As he approaches training camp, he said he realizes that success relies upon "more than football." In addition to watching tape and performing on the field, he said the veterans in the group have taught him the value of timeliness and respect.

But the coaching staff and veterans in the secondary have also helped Parks and Simmons hone their on-field skills. They've pushed the two rookies to improve upon their fundamentals, including tackling and breaking toward the ball. Parks said Ward has pointed out mistakes in footwork that could be the difference between a blown coverage and a big play.

"[I've been] just listening to those guys," Parks said, "and it shows when they take the right step [and] that play is a pick-six or it's an interception. Learning-wise, [I'm] just picking up from those guys and putting it to my skill set."

Parks – understandably – said he feels a bit anxious about his first training camp with the Super Bowl champions. The best way to relieve that stress and guarantee a spot on the team, however, might be via special teams. As important as the nickel and dime roles are to Denver's defense, Simmons said Monday he feels the same desire to perform well for Special Teams Coordinator Joe DeCamillis' unit.

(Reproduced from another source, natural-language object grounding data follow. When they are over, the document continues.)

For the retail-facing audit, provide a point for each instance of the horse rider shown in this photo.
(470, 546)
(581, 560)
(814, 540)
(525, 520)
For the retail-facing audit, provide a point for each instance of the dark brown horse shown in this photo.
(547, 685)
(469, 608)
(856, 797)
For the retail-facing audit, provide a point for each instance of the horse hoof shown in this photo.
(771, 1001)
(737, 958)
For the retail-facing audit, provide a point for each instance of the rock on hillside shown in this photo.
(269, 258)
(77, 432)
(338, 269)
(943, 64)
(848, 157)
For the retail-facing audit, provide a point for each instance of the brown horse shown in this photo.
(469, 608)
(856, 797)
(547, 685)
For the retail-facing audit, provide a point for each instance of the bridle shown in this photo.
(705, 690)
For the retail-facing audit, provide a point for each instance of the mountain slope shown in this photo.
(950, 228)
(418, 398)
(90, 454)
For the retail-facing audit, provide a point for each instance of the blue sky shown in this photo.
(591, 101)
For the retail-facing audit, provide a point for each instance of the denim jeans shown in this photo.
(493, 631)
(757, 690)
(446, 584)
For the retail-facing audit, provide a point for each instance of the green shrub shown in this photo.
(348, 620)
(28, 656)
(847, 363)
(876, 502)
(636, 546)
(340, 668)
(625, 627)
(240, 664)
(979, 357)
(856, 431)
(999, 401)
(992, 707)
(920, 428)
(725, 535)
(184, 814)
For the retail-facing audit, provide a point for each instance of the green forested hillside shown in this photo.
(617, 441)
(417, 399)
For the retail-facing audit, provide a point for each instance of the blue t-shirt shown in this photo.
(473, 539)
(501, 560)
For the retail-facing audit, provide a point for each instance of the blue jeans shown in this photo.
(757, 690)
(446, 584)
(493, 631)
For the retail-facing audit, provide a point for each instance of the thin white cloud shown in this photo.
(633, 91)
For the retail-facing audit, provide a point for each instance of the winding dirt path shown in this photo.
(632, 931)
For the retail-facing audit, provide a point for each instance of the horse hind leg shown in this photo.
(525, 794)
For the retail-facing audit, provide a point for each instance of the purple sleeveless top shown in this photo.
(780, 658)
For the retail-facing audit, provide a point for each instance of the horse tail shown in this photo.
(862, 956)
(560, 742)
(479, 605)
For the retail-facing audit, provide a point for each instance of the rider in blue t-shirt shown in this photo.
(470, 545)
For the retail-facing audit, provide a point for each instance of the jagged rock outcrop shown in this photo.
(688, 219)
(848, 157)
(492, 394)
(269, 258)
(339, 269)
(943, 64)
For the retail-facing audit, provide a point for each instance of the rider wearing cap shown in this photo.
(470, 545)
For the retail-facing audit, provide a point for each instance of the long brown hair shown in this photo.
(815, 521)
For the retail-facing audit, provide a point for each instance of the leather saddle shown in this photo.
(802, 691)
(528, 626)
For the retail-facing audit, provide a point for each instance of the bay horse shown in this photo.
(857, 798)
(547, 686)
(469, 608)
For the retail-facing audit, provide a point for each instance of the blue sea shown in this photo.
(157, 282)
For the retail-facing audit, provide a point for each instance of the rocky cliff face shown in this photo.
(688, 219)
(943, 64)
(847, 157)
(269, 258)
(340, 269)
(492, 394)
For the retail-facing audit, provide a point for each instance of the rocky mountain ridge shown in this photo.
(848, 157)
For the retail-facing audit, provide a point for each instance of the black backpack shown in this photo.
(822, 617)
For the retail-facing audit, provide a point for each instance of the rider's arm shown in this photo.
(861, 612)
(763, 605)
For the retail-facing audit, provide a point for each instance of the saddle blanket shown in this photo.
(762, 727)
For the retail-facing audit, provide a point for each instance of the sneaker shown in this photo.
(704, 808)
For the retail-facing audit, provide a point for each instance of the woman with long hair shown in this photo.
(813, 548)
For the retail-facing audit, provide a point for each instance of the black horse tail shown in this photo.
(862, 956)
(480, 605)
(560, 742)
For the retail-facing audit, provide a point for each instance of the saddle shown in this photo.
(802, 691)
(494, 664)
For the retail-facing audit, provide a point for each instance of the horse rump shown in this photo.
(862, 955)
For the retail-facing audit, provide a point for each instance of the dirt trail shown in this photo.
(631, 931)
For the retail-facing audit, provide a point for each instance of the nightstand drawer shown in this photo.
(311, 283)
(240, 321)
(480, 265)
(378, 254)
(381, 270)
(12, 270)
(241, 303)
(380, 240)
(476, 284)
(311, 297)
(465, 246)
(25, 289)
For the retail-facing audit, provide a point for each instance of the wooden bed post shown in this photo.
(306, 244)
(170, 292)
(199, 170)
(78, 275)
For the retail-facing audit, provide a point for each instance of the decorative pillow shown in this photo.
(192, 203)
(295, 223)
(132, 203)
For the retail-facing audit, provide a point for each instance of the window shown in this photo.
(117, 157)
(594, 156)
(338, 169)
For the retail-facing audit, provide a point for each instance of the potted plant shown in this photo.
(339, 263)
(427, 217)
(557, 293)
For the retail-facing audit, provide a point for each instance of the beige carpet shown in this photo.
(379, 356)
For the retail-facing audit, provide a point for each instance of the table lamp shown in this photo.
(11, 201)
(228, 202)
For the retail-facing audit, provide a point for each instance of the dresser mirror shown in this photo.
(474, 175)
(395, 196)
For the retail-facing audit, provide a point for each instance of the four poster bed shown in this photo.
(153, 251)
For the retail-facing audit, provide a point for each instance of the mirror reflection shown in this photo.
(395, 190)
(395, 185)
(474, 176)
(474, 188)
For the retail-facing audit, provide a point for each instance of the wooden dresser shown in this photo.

"I'm expecting that to be the launching pad into the Broncos organization," Simmons said. "You do so much as a defensive player, but to be able to add that special teams part to your resume and to be able to actually commit and make plays in that area of the game, that'll help you to be able to stick around for a long time."

That process will officially begin on Thursday, when Simmons and Parks join the "No Fly Zone" and rush toward the 2016 season.

The learning curve will be steep. The reps will be quick. The expectations will be high.

And Simmons and Parks couldn't be more ready.